Ninguém questionava que Arnold Schwarzenegger era uma das maiores estrelas de Hollywood quando aceitou estrelar Queima de Arquivo. Tudo indicava que seria um ótimo filme de ação, que mostraria seu talento e seria um sucesso de bilheteria. Não se pode dizer que o filme se saiu terrivelmente mal durante sua exibição nos cinemas no verão de 1996, mas, em retrospectiva, definitivamente tem um ar de fim de era.
Naquele mesmo ano, o ator também estrelou a comédia Um Herói de Brinquedo, que foi um fracasso de bilheteria. No ano seguinte, ele adicionou outro grande fracasso à sua carreira com Batman & Robin. Diante desses contratempos, Schwarzenegger tentou recuperar sua imagem de herói de ação, ao mesmo tempo que buscava algo diferente, aventurando-se no terror com Fim dos Dias e na ficção científica com O Sexto Dia. No entanto, ambos tiveram resultados modestos em comparação com seus dias de glória.
O reinado do ator austríaco em Hollywood havia chegado ao fim. Por esse motivo, ele provavelmente continuou retornando à franquia O Exterminador do Futuro, onde era um elemento essencial, mas não o principal, ou quase único, motivo da existência do filme, numa última tentativa de se manter no topo. Algo que ele continuou fazendo até O Exterminador do Futuro: Destino Sombrio, sua despedida definitiva da saga.
O fim do auge de Arnold Schwarzenegger
As mudanças ocorridas em Hollywood em relação à representação do herói de ação também contribuíram para o declínio de Arnold Schwarzenegger, já que Queima de Arquivo foi lançado nos cinemas no mesmo verão que Missão: Impossível e A Rocha, dois filmes que atraíram muito mais atenção do público. E não podemos esquecer a ascensão de Will Smith ao estrelato graças ao sucesso de Independence Day.
Warner Bros.
Ventos de mudança sopravam pela indústria, e outra grande vítima foi Sylvester Stallone, cuja carreira despencou após o decepcionante desempenho de bilheteria de Daylight naquele mesmo ano, enquanto Schwarzenegger logo seguiria o mesmo caminho. Mesmo assim, Queima de Arquivo parecia ter todos os ingredientes para ser um sucesso.
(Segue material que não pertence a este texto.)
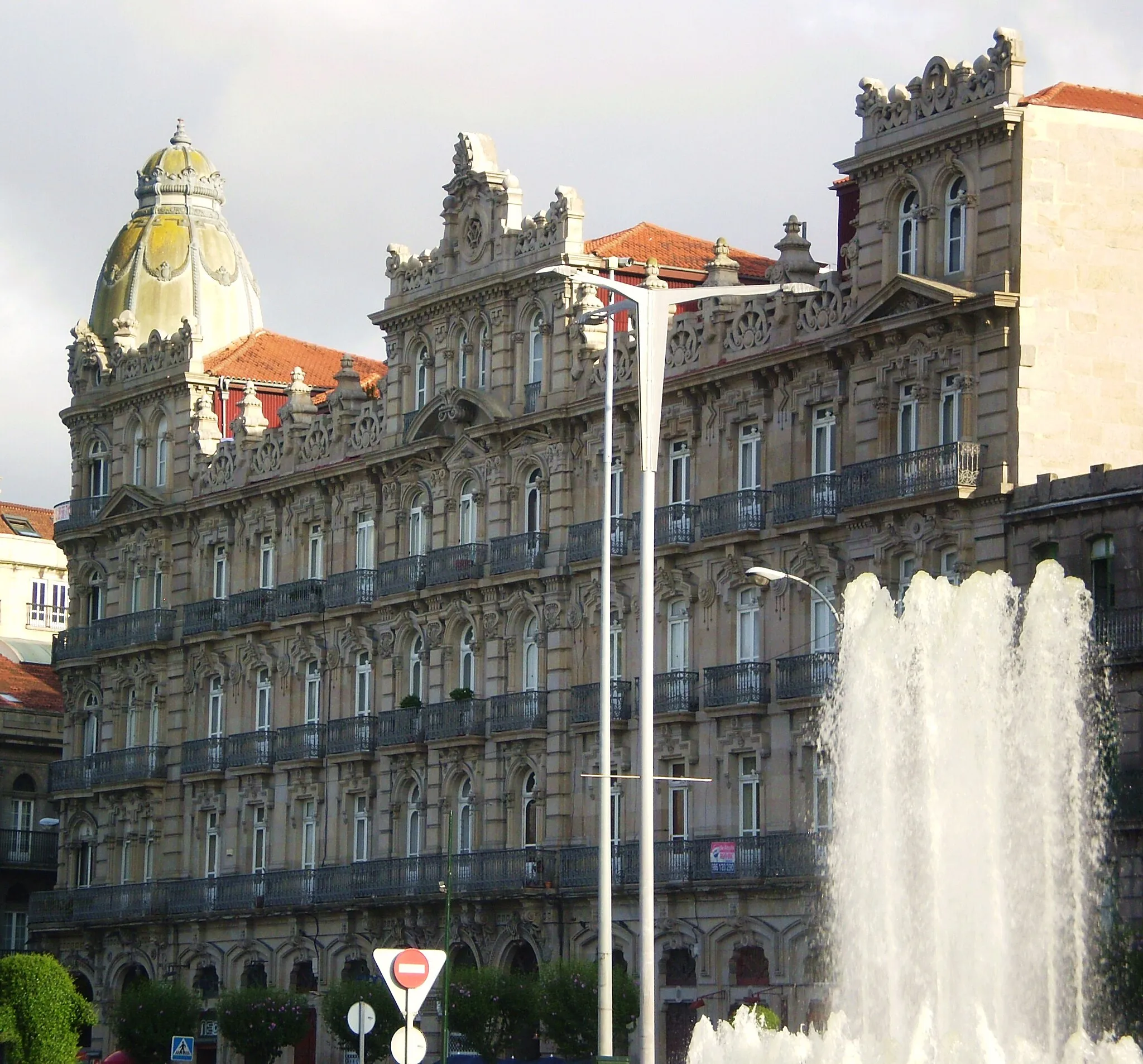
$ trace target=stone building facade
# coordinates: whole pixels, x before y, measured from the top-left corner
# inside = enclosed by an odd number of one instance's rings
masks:
[[[1076,110],[1058,86],[1025,98],[1022,78],[1020,38],[998,30],[972,65],[934,58],[888,91],[863,80],[832,272],[793,217],[776,259],[646,224],[585,240],[574,189],[526,215],[491,139],[462,134],[439,246],[389,248],[371,315],[387,365],[344,355],[336,373],[335,353],[258,331],[213,167],[153,157],[131,223],[142,250],[117,241],[96,297],[106,321],[78,325],[69,349],[64,845],[62,889],[33,899],[39,939],[103,1003],[141,973],[184,978],[207,1003],[262,979],[320,993],[376,945],[442,942],[451,845],[458,959],[591,957],[602,799],[620,840],[616,949],[634,958],[638,809],[630,781],[600,795],[590,778],[594,669],[607,639],[613,767],[630,773],[636,530],[654,520],[656,763],[680,778],[656,797],[662,1051],[681,1059],[701,1009],[820,1015],[831,781],[814,727],[832,618],[745,570],[784,569],[838,601],[868,570],[898,592],[921,568],[959,579],[1005,563],[1008,495],[1045,463],[1071,472],[1112,445],[1143,459],[1138,430],[1116,427],[1137,370],[1114,361],[1114,307],[1138,283],[1117,264],[1137,225],[1125,175],[1140,102],[1106,93]],[[1078,197],[1074,168],[1047,160],[1105,144],[1104,126],[1117,146]],[[185,131],[173,147],[192,152]],[[1090,239],[1096,199],[1121,239]],[[1069,255],[1103,286],[1094,310],[1096,282],[1073,293],[1054,266]],[[182,325],[133,303],[120,259],[160,293],[200,271],[179,289]],[[557,264],[688,289],[653,515],[632,512],[628,323],[602,471],[605,336],[577,323],[600,297],[537,272]],[[702,298],[735,278],[817,290]],[[227,310],[207,336],[194,301],[211,285]],[[223,369],[218,352],[235,350]],[[1114,374],[1108,401],[1124,406],[1093,409]],[[319,1032],[294,1058],[333,1053]]]

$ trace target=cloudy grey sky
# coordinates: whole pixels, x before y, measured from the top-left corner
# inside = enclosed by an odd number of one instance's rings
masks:
[[[1020,30],[1029,90],[1143,93],[1137,0],[0,0],[0,493],[69,494],[69,329],[177,117],[226,178],[269,328],[378,355],[385,246],[439,239],[459,129],[525,207],[769,250],[791,213],[832,258],[857,79]]]

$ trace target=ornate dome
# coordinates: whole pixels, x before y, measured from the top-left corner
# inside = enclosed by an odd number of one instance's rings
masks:
[[[104,341],[167,336],[186,318],[206,355],[262,328],[258,286],[222,216],[222,187],[179,119],[170,146],[138,171],[138,209],[99,271],[90,326]]]

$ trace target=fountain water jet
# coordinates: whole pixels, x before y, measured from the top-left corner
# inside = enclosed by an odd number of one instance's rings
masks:
[[[918,574],[898,616],[846,591],[821,743],[834,1013],[824,1032],[701,1019],[689,1064],[1140,1064],[1084,1033],[1104,787],[1090,725],[1090,598],[1044,562]]]

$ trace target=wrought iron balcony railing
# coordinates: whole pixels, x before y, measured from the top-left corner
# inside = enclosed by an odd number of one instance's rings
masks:
[[[269,729],[227,735],[226,768],[270,768],[277,745],[277,734]]]
[[[712,710],[724,705],[767,705],[770,701],[769,662],[738,662],[703,670],[703,704]]]
[[[774,485],[774,523],[836,517],[839,483],[837,473],[820,473]]]
[[[318,721],[278,729],[274,759],[312,761],[326,755],[326,726]]]
[[[70,498],[58,503],[51,513],[56,535],[94,525],[99,520],[99,513],[106,502],[106,495],[90,495],[87,498]]]
[[[326,753],[371,754],[377,749],[377,718],[362,713],[331,720],[326,727]]]
[[[377,744],[379,746],[405,746],[423,743],[425,729],[421,710],[386,710],[377,715]]]
[[[735,531],[761,531],[766,527],[766,496],[761,488],[743,488],[726,495],[712,495],[700,504],[703,536]]]
[[[326,608],[368,606],[377,598],[377,570],[350,569],[326,579]]]
[[[51,661],[66,662],[106,650],[120,650],[175,638],[173,609],[141,609],[134,614],[104,617],[79,629],[65,629],[51,640]]]
[[[206,739],[187,739],[183,743],[184,776],[194,773],[221,773],[226,768],[226,739],[213,735]]]
[[[599,534],[604,522],[584,521],[568,529],[568,562],[599,561]],[[612,518],[612,557],[625,558],[634,550],[636,522],[631,518]]]
[[[424,709],[425,739],[459,738],[463,735],[485,734],[487,701],[462,698],[455,702],[434,702]]]
[[[487,543],[461,543],[430,551],[425,558],[425,586],[479,579],[488,561]]]
[[[817,698],[824,695],[833,682],[838,666],[834,650],[815,650],[813,654],[796,654],[777,659],[775,694],[778,698]]]
[[[225,599],[203,599],[201,602],[187,602],[183,607],[184,635],[199,635],[202,632],[224,632],[225,630]]]
[[[295,581],[274,589],[274,617],[320,614],[326,608],[325,581]]]
[[[612,680],[612,720],[631,720],[630,680]],[[577,683],[572,688],[572,723],[599,723],[598,683]]]
[[[547,533],[521,533],[501,536],[488,544],[488,571],[493,575],[543,569]]]
[[[528,731],[547,727],[547,691],[514,691],[488,699],[493,731]]]
[[[960,441],[857,462],[841,470],[842,510],[887,498],[932,495],[952,488],[975,488],[981,445]]]
[[[89,791],[93,787],[144,783],[167,778],[166,746],[128,746],[53,761],[48,767],[48,790]]]
[[[59,837],[54,831],[0,829],[0,869],[55,870]]]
Queima de Arquivo, uma ação simples e eficaz
A premissa de Queima de Arquivo e sua evolução subsequente é bastante simples: Arnold é um agente do governo especializado em "apagar" testemunhas em casos de grande repercussão, fazendo parecer que elas morreram para que os envolvidos sejam menos tentados a eliminá-las. No entanto, sua nova missão não será fácil, já que entre os envolvidos estão pessoas que deveriam ser seus aliados.
Warner Bros.
Partindo dessa premissa, Queima de Arquivo é uma produção frenética e de ritmo acelerado que oscila entre a necessidade de Arnold Schwarzenegger brilhar e a necessidade de fazer a história avançar para que tudo fique claro. Qualquer adição é bem-vinda para tornar tudo o mais espetacular possível, até mesmo a aparição de crocodilos, cuja origem digital parece bastante óbvia hoje em dia.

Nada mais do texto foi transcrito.